As Richard Haass, a former top State Department official who now heads the private Council on Foreign Relations, said in a conference call with reporters last week, if Egypt's revolution were a baseball game, this would only be the third inning.
That's not to diminish the success of the protesters who filled Tahrir Square for 18 consecutive days before Mubarak resigned. But the president's resignation was really just a necessary prologue to the real mission: establishing democracy.
That goal still faces many obstacles. For starters, even with Mubarak gone, most of his generals are still there. Egypt's military has supplied the country's leaders for almost 60 years, since the revolution of 1952. Mubarak, 82 and ailing, was on his way out already, and some members of the Supreme Council — beginning with his right-hand man, Gen. (and now Vice President) Omar Suleiman, already had their eyes on the president's job. Suleiman has openly scoffed at the idea that Egypt is "ready for democracy."
The country's military elite is not populated by civil libertarians; the journalists and human rights activists who were arrested in Tahrir Square last week were imprisoned by Suleiman's military intelligence units, as Dan Williams of Human Rights Watch wrote on this page last week.
Left to their own devices, it's unlikely the generals, though they've promised constitutional changes, an end to the repressive state of emergency and new elections, will push for a swift transition to a full and free democracy.
Mohamed ElBaradei, the former chief of the U.N. International Atomic Energy Agency who has offered himself as a transitional leader, has proposed a three-man "presidential council" with only one of the seats reserved for the military. He is also calling for the drafting of a wholly new constitution and elections within a year.
But Egypt's next step is far from certain.
The inevitable messiness of the ensuing process will present hard choices for the Obama administration too. President Obama said last week that he hoped Egypt's democratization would be both "orderly and genuine."
He must know that those two goals, while not contradictory, are in tension. The administration wants more from Egypt than just democracy; it also want to maintain Egypt's stability, its close military relationship with the U.S. and its peace with Israel. That's why the word U.S. officials used most often over the last 18 days was "orderly," and why Obama felt it necessary, as late as Thursday, to add the democracy-friendly modifier "genuine."
They administration is understandably concerned that Egypt's next political leaders — whether they turn out to be the Supreme Council of the Armed Forces, the Facebook insurgents in Tahrir Square or even the Muslim Brotherhood — won't be as strongly pro-U.S. as Mubarak was.

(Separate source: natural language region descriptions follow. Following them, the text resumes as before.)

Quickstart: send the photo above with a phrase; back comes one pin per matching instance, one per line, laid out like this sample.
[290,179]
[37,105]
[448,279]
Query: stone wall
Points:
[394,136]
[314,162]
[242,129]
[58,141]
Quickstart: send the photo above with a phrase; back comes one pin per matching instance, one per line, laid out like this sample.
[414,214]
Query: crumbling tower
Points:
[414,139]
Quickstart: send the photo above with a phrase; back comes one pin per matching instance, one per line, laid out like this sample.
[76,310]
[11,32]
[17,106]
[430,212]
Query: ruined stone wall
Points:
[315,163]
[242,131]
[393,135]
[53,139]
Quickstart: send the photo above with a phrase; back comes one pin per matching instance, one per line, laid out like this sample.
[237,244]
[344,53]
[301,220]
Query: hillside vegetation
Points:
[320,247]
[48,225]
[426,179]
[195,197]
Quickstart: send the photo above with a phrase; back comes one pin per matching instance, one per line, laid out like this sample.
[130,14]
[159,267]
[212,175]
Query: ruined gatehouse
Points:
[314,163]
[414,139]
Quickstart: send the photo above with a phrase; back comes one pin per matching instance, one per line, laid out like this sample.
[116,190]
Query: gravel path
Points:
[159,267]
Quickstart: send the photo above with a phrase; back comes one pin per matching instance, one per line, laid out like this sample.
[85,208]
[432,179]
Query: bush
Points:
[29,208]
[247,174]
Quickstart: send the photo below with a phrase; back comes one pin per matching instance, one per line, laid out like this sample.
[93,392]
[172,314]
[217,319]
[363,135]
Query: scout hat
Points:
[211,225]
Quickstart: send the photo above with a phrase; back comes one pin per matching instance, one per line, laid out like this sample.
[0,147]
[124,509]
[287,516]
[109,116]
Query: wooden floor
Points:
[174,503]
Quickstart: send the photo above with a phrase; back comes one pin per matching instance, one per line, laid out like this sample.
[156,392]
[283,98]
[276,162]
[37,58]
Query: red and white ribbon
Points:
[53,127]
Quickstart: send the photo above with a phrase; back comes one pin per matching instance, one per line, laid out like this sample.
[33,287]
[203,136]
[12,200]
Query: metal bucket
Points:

"They must know that they will continue to have a friend in the United States of America," Obama said. But after more than 30 years of support for the military governments of Mubarak and his predecessor, Anwar Sadat, it may prove difficult to convince Egypt's democrats that the United States was on their side all along.
Obama made a start on that process with his statement Friday, when he praised Egypt's military for its role as "caretaker to the state" but pointedly defined its mission now as guaranteeing a real transition. "Nothing less than genuine democracy will carry the day," he said.
And, he added, the United States will help. "We stand ready to provide whatever assistance is necessary," he said.
But that was a promise that may be difficult to keep. The new Republican majority in the House has already proposed deep cuts in foreign aid, including the programs that would help Egyptian democracy. Sen. Rand Paul (R-Ky.), the leader of the Senate's new "tea party" caucus, has proposed eliminating foreign aid entirely, including for both Egypt and Israel. Others would cut Egypt but spare Israel, a move that wouldn't make the U.S. popular in Tahrir Square.
Some of those same House Republicans pressed the State Department last week to bar the Muslim Brotherhood from playing any role in a new Egyptian government. They didn't explain how to do that while reducing U.S. aid — and thus U.S. leverage — at the same time.
The insurgencies in Egypt and Tunisia have presented the United States with an extraordinary opportunity: a chance to nudge, advise and aid countries that are moving toward democracy in the world's most dangerous region. Taking advantage of that opening, which leaders of both U.S. political parties have sought for decades, will require money, energy and patience. It's a pity that such an opportunity has arrived when we seem to be short of all three.